La primera en atacar fue tía Salomé.
—Pablo José, cariño, dale un besote a tita Salomé.
Empecé a repartir besos a razón de dos por señora (tía, o no-tía) y apretones de manos a razón de uno por barba excepto en el caso de mi Señor Padre que me costó dos besos extra. Cuando terminé la ronda estaba tan aturdido que casi olvidé que aún me quedaba la bohemia escondida. Miré alrededor como quien escudriña un ¿Dónde este Wally?, convencido de que, de ocultarse tras alguna antigüedad grandota, se le vería al menos la cabeza. Pero no: además de bohemia la chica era enana o yo estaba más ciego que un topo. Mi Señora Madre me sacó de dudas: me tomó una mano y me arrastró hacia la terraza.
—Pablo José, quiero que conozcas a Carmela.
Miedo.
Lo primero que vi nada más pisar el césped no me gustó nada. A unos diez metros de nosotros, pegado al hueco de la vegetación que deja descubierta la baranda, se me apareció un tremendo culo azul cobalto, redondo como una ciruela claudia, con sus glúteos ensanchando abruptamente la cintura y su regatera central insinuada bajo el traje. ¿Dónde había yo visto un culo así? Maldije mi suerte y deseé con todas mis fuerzas que tuviera granos purulentos, no sé, o halitosis crónica, algo desagradable.
Cuando se volvió comprendí no sólo que estaba buena por todos lados, sino algo mucho peor.
—Pablo, te presento a Carmela. Carmela: Pablo.
—Creo que ya nos conocemos —dijo la bohemia.
—No recuerdo —dije yo, tratando de parecer sincero.
—Ah, ¿ya os conocéis? —dijo mi Señora Madre.
—Sí, estoy segura —dijo la Bohemia.
—Qué coincidencia tan oportuna, ¿no os parece?... Entonces os dejo solos, queridos —dijo SM—, y desapareció rápidamente de escena con no sé qué excusa inventada.
Ya sólo me quedaba una salida: ponerme lo más borde posible.

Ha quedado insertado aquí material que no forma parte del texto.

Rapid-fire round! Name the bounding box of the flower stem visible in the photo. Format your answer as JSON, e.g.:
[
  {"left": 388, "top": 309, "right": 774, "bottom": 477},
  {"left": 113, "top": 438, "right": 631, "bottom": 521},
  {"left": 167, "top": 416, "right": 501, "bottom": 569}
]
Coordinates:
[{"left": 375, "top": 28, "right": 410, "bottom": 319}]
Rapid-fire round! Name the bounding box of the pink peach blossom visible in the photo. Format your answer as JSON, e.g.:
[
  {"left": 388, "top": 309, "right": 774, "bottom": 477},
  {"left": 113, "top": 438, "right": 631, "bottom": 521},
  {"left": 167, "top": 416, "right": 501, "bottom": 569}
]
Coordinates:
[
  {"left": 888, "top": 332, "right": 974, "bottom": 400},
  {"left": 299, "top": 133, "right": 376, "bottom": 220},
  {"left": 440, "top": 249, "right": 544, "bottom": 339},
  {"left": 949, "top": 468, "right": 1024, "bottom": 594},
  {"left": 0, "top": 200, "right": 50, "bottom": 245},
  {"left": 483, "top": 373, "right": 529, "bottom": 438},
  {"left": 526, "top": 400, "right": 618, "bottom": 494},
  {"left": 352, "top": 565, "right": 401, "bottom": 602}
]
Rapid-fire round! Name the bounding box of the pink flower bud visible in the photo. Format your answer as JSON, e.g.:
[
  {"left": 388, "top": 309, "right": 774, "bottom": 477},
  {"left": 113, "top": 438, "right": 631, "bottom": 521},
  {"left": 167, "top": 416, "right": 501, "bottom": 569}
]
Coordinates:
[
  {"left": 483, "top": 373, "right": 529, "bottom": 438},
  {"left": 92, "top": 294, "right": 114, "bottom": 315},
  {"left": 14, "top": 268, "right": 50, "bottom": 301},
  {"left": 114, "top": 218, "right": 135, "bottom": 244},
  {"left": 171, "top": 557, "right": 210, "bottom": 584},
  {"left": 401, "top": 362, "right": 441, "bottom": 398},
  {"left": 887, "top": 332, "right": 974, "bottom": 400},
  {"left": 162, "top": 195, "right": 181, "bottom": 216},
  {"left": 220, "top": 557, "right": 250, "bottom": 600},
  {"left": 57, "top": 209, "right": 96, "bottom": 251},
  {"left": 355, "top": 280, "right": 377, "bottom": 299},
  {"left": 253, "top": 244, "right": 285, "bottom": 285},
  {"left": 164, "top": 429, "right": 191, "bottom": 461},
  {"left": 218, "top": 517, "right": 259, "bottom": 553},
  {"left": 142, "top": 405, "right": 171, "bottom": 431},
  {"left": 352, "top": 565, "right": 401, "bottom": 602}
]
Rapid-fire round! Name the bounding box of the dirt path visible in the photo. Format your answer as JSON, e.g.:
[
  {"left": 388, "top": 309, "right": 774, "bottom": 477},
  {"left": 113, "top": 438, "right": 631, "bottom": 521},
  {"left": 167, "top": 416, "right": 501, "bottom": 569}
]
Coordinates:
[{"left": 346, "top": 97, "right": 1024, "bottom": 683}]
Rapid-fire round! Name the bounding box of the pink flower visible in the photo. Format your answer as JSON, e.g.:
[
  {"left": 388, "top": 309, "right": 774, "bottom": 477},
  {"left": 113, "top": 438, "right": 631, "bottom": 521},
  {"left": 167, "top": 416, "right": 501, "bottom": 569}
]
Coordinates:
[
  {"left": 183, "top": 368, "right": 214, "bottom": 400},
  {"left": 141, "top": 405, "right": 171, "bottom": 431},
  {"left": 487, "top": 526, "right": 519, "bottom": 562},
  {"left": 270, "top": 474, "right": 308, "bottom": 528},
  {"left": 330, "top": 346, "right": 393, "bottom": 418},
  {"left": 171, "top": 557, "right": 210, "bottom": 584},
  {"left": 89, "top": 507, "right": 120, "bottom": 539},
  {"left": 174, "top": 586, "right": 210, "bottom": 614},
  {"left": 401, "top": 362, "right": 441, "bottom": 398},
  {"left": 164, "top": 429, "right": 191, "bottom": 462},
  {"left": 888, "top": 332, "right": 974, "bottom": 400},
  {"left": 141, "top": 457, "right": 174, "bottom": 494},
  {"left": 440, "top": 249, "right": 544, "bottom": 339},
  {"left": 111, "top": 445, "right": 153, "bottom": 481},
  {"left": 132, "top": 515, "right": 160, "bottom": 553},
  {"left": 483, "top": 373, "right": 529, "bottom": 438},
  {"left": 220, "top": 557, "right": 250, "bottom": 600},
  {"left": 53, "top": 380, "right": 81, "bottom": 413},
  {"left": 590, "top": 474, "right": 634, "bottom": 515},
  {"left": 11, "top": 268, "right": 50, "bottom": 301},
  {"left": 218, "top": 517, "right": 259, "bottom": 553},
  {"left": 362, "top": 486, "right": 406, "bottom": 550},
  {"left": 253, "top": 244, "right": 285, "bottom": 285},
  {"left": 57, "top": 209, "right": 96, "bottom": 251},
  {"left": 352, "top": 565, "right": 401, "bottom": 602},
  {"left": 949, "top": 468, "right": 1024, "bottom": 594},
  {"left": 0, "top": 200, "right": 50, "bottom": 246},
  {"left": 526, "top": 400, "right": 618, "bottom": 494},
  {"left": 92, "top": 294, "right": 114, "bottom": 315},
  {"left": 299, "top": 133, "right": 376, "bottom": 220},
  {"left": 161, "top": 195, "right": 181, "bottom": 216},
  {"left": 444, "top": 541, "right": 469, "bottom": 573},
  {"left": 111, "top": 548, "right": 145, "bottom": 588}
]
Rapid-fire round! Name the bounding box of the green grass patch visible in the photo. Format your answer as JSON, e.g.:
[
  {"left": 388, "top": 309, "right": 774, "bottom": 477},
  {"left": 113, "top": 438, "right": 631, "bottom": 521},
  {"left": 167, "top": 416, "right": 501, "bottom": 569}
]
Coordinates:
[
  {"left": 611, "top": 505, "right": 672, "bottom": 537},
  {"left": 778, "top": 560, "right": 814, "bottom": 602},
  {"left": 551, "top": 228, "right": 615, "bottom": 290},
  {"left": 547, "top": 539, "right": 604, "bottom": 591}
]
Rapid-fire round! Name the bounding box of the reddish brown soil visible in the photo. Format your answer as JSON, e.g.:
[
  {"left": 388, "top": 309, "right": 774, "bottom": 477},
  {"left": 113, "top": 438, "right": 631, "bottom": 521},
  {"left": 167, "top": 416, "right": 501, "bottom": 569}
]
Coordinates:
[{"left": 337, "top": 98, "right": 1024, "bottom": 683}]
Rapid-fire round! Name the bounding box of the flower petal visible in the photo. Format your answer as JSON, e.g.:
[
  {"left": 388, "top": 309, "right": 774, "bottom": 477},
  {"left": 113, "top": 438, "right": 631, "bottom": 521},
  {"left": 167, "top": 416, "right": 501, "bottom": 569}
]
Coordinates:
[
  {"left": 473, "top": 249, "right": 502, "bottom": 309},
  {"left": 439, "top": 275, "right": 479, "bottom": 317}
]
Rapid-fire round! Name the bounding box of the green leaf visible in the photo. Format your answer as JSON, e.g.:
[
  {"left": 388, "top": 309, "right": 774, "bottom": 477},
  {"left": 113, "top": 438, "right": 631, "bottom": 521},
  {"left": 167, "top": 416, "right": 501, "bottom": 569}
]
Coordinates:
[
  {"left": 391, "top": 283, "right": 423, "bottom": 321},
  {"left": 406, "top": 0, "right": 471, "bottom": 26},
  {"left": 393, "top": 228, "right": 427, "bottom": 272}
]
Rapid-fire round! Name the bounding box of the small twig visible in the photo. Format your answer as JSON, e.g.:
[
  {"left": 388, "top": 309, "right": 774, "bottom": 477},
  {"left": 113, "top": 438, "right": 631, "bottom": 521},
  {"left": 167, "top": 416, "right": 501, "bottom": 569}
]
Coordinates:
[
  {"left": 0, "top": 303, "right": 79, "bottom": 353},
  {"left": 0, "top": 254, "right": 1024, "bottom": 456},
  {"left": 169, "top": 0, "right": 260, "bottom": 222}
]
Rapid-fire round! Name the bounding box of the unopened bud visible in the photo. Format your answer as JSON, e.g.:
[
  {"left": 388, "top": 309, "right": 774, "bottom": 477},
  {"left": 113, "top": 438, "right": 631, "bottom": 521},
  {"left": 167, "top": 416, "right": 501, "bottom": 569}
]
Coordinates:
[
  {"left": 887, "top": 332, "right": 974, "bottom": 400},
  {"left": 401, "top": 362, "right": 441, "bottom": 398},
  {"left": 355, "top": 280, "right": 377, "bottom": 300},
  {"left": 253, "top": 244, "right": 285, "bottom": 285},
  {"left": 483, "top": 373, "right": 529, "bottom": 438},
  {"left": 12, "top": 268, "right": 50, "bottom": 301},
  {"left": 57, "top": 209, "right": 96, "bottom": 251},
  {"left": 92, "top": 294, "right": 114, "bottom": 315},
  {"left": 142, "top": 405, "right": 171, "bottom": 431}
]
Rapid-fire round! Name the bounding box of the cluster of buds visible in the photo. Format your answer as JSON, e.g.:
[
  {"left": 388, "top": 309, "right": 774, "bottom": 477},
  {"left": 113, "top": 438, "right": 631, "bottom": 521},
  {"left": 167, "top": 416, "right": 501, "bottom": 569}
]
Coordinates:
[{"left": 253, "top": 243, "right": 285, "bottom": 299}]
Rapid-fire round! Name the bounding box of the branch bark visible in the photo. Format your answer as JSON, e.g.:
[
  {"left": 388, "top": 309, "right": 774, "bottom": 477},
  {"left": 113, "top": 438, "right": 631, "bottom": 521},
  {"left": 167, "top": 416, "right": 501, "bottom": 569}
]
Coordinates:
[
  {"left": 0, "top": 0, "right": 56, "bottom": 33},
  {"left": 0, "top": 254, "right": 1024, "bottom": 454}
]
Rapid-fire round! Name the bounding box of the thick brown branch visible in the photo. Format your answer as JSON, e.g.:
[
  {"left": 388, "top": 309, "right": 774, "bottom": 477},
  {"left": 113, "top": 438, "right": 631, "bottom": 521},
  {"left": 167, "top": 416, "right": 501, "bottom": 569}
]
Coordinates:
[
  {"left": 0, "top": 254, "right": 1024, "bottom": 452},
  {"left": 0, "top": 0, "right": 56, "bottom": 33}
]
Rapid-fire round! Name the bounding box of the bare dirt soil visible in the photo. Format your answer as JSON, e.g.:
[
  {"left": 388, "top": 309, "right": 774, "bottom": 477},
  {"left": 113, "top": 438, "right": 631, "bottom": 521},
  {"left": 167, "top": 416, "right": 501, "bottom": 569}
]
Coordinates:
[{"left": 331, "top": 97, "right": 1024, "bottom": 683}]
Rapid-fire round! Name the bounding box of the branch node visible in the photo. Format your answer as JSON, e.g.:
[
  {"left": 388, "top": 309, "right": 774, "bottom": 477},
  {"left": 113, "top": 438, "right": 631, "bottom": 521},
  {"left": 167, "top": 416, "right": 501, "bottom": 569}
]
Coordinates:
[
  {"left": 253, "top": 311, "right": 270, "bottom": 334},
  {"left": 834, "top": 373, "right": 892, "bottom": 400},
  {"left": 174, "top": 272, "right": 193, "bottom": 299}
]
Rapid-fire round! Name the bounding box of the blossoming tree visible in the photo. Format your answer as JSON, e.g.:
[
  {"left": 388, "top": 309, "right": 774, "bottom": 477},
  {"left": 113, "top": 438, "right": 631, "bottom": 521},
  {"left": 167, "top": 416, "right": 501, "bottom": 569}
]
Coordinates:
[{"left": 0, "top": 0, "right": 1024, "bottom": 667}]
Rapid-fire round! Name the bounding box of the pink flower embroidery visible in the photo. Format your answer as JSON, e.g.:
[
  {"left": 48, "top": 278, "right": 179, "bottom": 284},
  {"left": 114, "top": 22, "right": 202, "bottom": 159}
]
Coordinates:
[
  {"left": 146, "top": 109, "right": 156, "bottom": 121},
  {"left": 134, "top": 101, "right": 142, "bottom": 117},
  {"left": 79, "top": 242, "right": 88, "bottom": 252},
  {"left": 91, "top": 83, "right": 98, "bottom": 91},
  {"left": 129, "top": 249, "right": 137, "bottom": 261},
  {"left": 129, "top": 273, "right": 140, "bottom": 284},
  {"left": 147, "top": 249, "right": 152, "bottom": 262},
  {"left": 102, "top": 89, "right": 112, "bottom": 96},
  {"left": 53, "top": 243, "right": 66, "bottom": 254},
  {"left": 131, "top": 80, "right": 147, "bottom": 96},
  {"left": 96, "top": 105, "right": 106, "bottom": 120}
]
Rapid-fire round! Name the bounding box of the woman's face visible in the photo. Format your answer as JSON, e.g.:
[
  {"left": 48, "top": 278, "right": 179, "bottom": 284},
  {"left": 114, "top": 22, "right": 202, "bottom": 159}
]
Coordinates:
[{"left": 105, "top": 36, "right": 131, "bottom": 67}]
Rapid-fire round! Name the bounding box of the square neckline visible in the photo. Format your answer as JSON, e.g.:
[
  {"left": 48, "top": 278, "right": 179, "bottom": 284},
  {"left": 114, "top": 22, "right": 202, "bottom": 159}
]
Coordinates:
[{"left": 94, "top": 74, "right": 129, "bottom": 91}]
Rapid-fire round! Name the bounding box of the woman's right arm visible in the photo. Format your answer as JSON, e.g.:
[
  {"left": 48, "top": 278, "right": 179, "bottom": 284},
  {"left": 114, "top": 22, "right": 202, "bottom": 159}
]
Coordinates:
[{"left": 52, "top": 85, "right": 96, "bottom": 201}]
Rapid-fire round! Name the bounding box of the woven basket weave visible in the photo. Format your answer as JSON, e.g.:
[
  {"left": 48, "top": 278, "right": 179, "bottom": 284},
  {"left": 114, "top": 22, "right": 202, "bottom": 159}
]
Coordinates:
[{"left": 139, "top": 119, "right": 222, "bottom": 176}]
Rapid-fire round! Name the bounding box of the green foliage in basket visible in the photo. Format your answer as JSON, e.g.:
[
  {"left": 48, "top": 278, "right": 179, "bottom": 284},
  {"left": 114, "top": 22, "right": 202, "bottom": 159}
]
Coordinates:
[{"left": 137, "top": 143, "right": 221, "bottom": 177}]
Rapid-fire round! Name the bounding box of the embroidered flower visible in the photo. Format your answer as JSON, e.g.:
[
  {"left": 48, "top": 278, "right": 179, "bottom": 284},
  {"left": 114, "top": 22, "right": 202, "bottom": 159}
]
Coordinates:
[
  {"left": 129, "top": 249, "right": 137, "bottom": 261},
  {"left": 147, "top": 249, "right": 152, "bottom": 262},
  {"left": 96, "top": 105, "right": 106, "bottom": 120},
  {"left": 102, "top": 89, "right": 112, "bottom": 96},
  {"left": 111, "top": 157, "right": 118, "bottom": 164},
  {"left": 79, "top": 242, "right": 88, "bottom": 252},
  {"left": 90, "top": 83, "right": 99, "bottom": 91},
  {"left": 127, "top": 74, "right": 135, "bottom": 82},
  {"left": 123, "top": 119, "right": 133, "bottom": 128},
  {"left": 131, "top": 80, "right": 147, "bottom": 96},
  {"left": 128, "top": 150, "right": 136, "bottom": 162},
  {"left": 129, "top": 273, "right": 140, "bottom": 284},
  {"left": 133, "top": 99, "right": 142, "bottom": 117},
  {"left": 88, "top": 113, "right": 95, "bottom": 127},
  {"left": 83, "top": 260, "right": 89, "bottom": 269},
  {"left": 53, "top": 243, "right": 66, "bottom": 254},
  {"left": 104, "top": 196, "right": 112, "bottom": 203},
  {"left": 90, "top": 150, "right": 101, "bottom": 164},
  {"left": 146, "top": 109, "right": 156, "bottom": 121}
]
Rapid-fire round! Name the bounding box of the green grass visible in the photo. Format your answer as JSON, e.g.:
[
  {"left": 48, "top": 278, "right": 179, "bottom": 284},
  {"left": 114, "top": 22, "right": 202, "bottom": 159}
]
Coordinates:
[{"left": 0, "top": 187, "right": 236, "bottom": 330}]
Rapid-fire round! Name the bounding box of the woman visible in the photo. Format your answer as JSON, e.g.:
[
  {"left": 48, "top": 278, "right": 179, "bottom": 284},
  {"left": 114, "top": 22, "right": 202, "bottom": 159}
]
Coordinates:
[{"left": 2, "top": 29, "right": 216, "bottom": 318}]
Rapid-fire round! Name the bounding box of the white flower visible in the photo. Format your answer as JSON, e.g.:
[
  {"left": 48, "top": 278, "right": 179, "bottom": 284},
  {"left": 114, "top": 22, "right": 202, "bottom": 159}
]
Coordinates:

—¿Tan mal toco el piano? Ni siquiera te quedaste a oír una canción.
—Ah, ya..., en El Vellocino. Perdona, no me acordaba de ti. Oye, ¿te importa si vuelvo al interior? Hace un poco de frío.
Lo dije en tono levemente impaciente pero educado, como el que no tiene intención de ser desagradable, que es la mejor manera de serlo. La tipa reaccionó enseguida:
—No te apures. Ve: seguramente tu madre encontrará algo con que arroparte.
Y se volvió de nuevo hacia la Diagonal dejándome otra vez ante aquel culo soberbio. No sé por qué me tienen que pasar a mí estas cosas. Estuve tentado de replicar, pero en el último momento decidí comportarme sensatamente y di media vuelta hacia el salón. Sólo me faltaba haber de preocuparme de la imagen que tuviera de mí una falsa bohemia, por apetitosa que estuviera. Aun así volvió a ponérseme el diafragma como un guiñapo. Mierda, mierda y mierda. Y ni siquiera sería fácil emborracharme.